Тогда, первый и последний раз я увидел у Василия в глазах слезы.
Вася с Надей тоже повязали свою ленточку.
Повязали ровно за час до беды.
Когда мы шли уже обратно, то я увидел в гуще леса полянку, на которой было много лесных ягод – земляники, она ярким красным пятном прямо звала меня к себе. Я крикнул Наде, что я убежал лакомиться ягодами и побежал сломя голову через чащу леса. Земляника оказалось сладкой. Я так увлекся, что, когда услышал щелчок под левой ногой, не сразу понял, что произошло.
Мы, дети войны. Наши игрушки – это патроны, гранаты, спрятанные от отца ножи, пистолеты, тротиловые шашки и в свои четырнадцать лет я умел собирать и разбирать многие пистолеты, винтовки и автоматы, даже разминировать несложные мины, и потому по этому сухому щелчку сразу понял, что я попал в западню.
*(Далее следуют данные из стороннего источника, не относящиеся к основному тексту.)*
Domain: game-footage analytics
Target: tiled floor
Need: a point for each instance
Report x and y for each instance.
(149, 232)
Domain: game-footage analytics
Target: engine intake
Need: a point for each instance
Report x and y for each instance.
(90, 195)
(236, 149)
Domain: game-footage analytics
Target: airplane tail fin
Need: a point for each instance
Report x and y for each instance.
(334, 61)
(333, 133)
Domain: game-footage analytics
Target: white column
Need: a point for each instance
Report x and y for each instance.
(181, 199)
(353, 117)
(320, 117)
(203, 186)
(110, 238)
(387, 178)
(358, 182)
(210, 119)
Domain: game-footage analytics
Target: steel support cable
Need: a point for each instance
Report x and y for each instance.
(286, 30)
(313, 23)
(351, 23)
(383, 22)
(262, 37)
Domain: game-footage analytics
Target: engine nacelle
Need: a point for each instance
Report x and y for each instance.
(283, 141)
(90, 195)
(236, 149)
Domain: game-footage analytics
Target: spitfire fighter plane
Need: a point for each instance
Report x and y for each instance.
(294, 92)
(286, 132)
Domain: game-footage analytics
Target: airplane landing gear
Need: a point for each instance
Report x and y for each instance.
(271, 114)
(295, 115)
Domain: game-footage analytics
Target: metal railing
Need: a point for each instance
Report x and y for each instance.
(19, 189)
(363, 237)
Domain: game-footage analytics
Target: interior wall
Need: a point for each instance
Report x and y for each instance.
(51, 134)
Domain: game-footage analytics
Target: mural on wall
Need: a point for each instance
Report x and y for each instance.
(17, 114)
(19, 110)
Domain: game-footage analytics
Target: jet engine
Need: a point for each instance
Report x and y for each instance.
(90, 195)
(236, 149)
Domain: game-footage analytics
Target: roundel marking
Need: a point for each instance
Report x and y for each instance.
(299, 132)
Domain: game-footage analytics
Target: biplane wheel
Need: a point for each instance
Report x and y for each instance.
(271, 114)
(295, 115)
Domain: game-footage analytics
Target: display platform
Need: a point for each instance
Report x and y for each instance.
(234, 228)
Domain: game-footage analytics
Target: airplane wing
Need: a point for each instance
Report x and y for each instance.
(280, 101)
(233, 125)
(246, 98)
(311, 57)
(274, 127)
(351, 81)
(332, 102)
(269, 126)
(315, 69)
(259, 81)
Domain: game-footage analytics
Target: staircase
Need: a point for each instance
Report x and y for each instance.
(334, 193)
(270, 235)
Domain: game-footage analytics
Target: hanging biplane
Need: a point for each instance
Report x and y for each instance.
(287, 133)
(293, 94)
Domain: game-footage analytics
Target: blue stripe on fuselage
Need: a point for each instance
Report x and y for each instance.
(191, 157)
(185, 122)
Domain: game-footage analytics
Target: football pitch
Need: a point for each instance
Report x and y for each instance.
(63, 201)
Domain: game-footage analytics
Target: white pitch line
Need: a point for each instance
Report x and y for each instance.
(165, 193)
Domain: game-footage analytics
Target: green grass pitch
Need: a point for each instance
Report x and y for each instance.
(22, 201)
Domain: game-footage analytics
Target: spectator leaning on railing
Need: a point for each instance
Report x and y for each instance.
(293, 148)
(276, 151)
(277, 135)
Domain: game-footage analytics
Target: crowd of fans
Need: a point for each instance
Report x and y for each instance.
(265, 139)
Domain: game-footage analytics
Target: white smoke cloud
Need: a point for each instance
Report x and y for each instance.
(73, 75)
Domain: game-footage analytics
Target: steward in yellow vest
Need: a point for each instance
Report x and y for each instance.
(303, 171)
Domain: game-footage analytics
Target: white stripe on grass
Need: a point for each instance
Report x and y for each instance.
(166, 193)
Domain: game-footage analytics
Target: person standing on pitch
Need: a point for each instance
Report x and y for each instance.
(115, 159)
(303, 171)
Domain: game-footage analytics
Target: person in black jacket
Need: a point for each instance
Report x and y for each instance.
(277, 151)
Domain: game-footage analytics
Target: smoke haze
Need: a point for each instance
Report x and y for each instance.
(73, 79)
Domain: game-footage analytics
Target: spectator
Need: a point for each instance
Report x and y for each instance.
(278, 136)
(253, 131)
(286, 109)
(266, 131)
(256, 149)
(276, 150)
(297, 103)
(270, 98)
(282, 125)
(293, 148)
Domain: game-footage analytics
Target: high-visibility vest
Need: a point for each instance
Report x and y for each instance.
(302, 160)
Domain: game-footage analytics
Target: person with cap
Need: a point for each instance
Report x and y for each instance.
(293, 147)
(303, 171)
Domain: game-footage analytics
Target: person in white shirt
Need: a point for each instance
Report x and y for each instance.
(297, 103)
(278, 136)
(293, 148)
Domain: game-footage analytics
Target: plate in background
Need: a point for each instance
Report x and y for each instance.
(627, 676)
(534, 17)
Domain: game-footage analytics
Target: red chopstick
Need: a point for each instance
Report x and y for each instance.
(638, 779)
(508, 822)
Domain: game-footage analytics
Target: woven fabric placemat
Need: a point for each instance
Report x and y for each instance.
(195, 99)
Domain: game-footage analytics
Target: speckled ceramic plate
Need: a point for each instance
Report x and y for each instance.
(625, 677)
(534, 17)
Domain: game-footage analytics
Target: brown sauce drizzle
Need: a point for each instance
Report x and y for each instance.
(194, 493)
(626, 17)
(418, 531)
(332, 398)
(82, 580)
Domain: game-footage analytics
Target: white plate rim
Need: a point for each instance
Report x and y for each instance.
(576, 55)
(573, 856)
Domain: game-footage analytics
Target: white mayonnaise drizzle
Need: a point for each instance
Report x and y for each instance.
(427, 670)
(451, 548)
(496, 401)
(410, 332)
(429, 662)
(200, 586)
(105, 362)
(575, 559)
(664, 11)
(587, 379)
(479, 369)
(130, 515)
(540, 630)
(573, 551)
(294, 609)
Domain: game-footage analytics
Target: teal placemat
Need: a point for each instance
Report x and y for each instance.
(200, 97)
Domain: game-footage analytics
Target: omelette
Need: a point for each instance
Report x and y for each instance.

Смертельную западню.
Под моей ногой оказалась противопехотная мина. И она уже встала на боевой взвод. Я замер и стал звать на помощь, что ещё мог сделать четырнадцатилетний пацан? Первой прибежала Надя, следом за ней Василий. По моей застывшей позе и неестественному положению руг и ног он всё понял. Решение принял молниеносно. Обежав вокруг поляны, он нашел несколько поваленных деревьев, которые начал сносить и складывать возле меня. Когда своеобразная баррикада была готова, он сказал Наде, что он с разбегу прыгнет на меня и постарается сбить с ног так, чтобы мы с ним оказались с той стороны баррикады, а Надя должна в этот же момент, из-за бревен, тянуть меня изо всех сил за руки. Но не высовываться, чтобы не подставить себя осколкам. Нога у меня уже затекла, и я понимал, что бессилен сделать прыжок самостоятельно. Страха смерти не было.
Василий вел себя уверенно и даже успел рассказать нам анекдот.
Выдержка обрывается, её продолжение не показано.